You may be able to use existing records maintained for other
purposes, such as pay, or you may need to make new arrangements.
- You do
not have to keep a running total of how much time workers work
on average each week. How you monitor your workers' hours depends
on particular contracts and work patterns.
- You need
only make occasional checks of workers who do standard hours
and who are unlikely to reach the average 48-hour limit. However,
you should monitor the hours of workers who appear to be close
to the working time limit – and make sure they do not work too
many hours.
- You need
to keep an up-to-date record of workers who have agreed to work
more than 48 hours a week, but you do not need to record how
many hours they actually work.
- You must
offer regular health assessments to night workers. You should
keep a record of: the name of the night worker, when an
assessment was offered (or when he or she had the assessment
if there was one) and the result of any assessment. Records
must be kept for 2 years.
More
about enforcement
How
are the regulations enforced?
Enforcement
is split between different authorities. The limits and health
assessment requirements (for night workers), are enforced by the
Health and Safety Executive (HSE), local authority environmental
health departments, the Civil Aviation Authority (CAA) and the
Vehicle and Operator Services Agency (VOSA). The entitlements to rest and leave are enforced
through employment tribunals.
Enforcement
of employers' obligations
The HSE enforce the limits and obligations to provide health
assessments in factories, building sites, mines, farms,
fairgrounds, quarries, chemical plants, nuclear installations,
offshore installations, railways, schools, hospitals and in
relation to mobile workers in road transport other than those
referred to below i.e. employed taxi drivers and couriers.

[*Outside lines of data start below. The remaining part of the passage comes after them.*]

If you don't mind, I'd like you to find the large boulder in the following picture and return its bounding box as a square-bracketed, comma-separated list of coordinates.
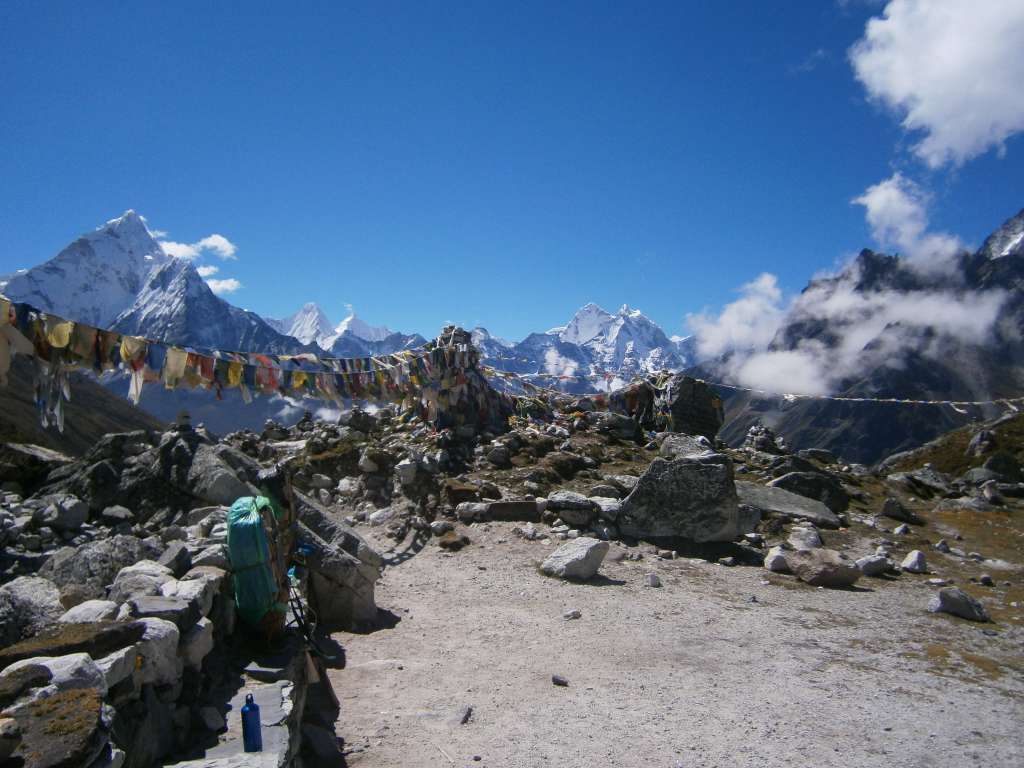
[617, 454, 753, 542]
[0, 577, 65, 645]
[0, 442, 73, 493]
[39, 535, 160, 605]
[188, 445, 259, 507]
[295, 493, 383, 629]
[785, 549, 861, 587]
[541, 537, 608, 580]
[768, 472, 850, 514]
[32, 494, 89, 532]
[928, 587, 991, 622]
[658, 433, 714, 459]
[110, 560, 174, 604]
[736, 480, 841, 528]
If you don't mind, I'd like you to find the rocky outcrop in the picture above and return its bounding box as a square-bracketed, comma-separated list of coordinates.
[617, 454, 752, 543]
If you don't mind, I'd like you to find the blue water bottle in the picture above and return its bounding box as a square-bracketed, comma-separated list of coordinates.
[242, 693, 263, 752]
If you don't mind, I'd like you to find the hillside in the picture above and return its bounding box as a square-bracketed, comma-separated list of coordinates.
[0, 357, 164, 456]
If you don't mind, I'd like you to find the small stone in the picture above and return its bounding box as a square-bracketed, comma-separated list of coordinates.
[199, 707, 226, 733]
[900, 549, 928, 573]
[765, 547, 790, 573]
[928, 587, 991, 622]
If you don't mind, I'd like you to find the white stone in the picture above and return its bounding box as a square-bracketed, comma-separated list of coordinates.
[900, 549, 928, 573]
[541, 537, 608, 579]
[178, 618, 213, 670]
[765, 547, 790, 573]
[57, 600, 118, 624]
[0, 653, 106, 696]
[96, 645, 138, 688]
[138, 617, 181, 685]
[786, 525, 823, 549]
[394, 459, 420, 485]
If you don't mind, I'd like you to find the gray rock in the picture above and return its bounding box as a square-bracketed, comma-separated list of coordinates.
[900, 549, 928, 573]
[199, 707, 227, 733]
[886, 467, 952, 499]
[856, 555, 892, 577]
[736, 480, 841, 528]
[764, 547, 790, 573]
[157, 542, 191, 578]
[193, 544, 231, 570]
[394, 458, 420, 485]
[110, 560, 174, 604]
[928, 587, 991, 622]
[487, 445, 512, 469]
[548, 490, 594, 512]
[658, 433, 714, 459]
[178, 618, 213, 670]
[32, 494, 89, 532]
[797, 449, 839, 464]
[768, 472, 850, 514]
[0, 577, 65, 645]
[295, 494, 383, 629]
[785, 549, 860, 587]
[188, 445, 253, 507]
[541, 537, 608, 580]
[99, 505, 135, 525]
[0, 717, 22, 763]
[882, 496, 925, 525]
[617, 454, 750, 542]
[0, 653, 106, 697]
[786, 525, 824, 549]
[138, 618, 182, 685]
[57, 600, 118, 624]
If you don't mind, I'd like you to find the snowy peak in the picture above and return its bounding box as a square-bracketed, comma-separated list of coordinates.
[980, 211, 1024, 259]
[267, 301, 334, 344]
[4, 211, 170, 327]
[334, 308, 393, 341]
[558, 303, 614, 344]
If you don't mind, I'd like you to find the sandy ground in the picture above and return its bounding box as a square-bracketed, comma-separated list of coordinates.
[332, 524, 1024, 768]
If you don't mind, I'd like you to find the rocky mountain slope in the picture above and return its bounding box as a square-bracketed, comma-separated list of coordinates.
[0, 357, 163, 456]
[704, 211, 1024, 463]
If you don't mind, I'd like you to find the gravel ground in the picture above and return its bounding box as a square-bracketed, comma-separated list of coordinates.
[332, 524, 1024, 768]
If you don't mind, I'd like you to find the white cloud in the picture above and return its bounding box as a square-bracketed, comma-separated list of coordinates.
[160, 232, 239, 259]
[691, 264, 1008, 395]
[196, 233, 239, 259]
[852, 173, 964, 269]
[850, 0, 1024, 168]
[686, 272, 785, 357]
[206, 278, 242, 296]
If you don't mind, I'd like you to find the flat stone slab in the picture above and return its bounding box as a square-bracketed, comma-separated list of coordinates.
[0, 622, 145, 670]
[736, 480, 842, 528]
[128, 596, 201, 632]
[485, 500, 541, 522]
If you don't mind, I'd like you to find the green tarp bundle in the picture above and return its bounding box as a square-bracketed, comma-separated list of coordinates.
[227, 496, 285, 627]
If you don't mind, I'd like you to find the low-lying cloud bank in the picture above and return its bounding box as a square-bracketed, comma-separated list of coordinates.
[687, 263, 1008, 395]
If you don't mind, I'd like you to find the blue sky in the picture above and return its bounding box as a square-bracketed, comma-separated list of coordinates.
[0, 0, 1024, 338]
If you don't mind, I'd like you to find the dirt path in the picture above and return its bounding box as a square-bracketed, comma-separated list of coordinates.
[333, 524, 1024, 768]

Enforcement will be in line with the Health and Safety
Commission's (HSC) Enforcement Policy Statement.
Local authority officers ensure the regulations are followed in
shops and retailing, offices, hotels and catering, sports, leisure
and consumer services.
CAA enforce the limits and obligations to provide a health
assessment for night workers, in relation to a mobile worker who
works in general aviation, including the general aviation
corporate sector.
VOSA enforce the working time limits and health assessments if a
night worker in relation to a mobile worker covered by:
- the
United Kingdom domestic driver's hours code, which is set out
in Part VI of the Transport Act 1968
VOSA also
enforce the health assessments if a night worker, in relation to a
mobile worker to whom one or more of the following applies:
- Council
Regulation (EEC) 3820/85 or
- the
European Agreement concerning the Work Crews of Vehicles
engaged in International Road Transport (AETR) of 1st July
1970
Entitlements
If you are
a worker and you feel you are not receiving your entitlements,
we suggest you take the following steps:
- Talk to
your manager, you may be able to settle the matter straight
away.
- Contact
a trade union representative (if you have one). They will be
able to advise you what to do.
- If you
cannot resolve the matter, you can make a claim at an employment
tribunal.
If you want
to make a claim under the regulations, the Advisory, Conciliation
and Arbitration Service (ACAS) will offer the services of a
conciliator
to help the employer and worker to reach a settlement without
the need for a tribunal hearing. Part of the conciliator’s role
is to explain how tribunals work and how a tribunal arrives at
decisions. This service is free of charge.
If you want
to take a complaint to a tribunal, you should do so within three
months. The tribunals offer an informal way of ensuring that workers
are given their rights. These tribunals generally have three members:
a legally qualified chairperson and two other lay members who
have experience of dealing with work-related problems.
For
contact details click here
3
It should be noted that under National Minimum Wage (NMW)
legislation, employers are required to keep records sufficient to
show that the NMW has been paid. Therefore, it is unlikely that a
worker earning close to the NMW would fall within the exception as
their working time should be measured.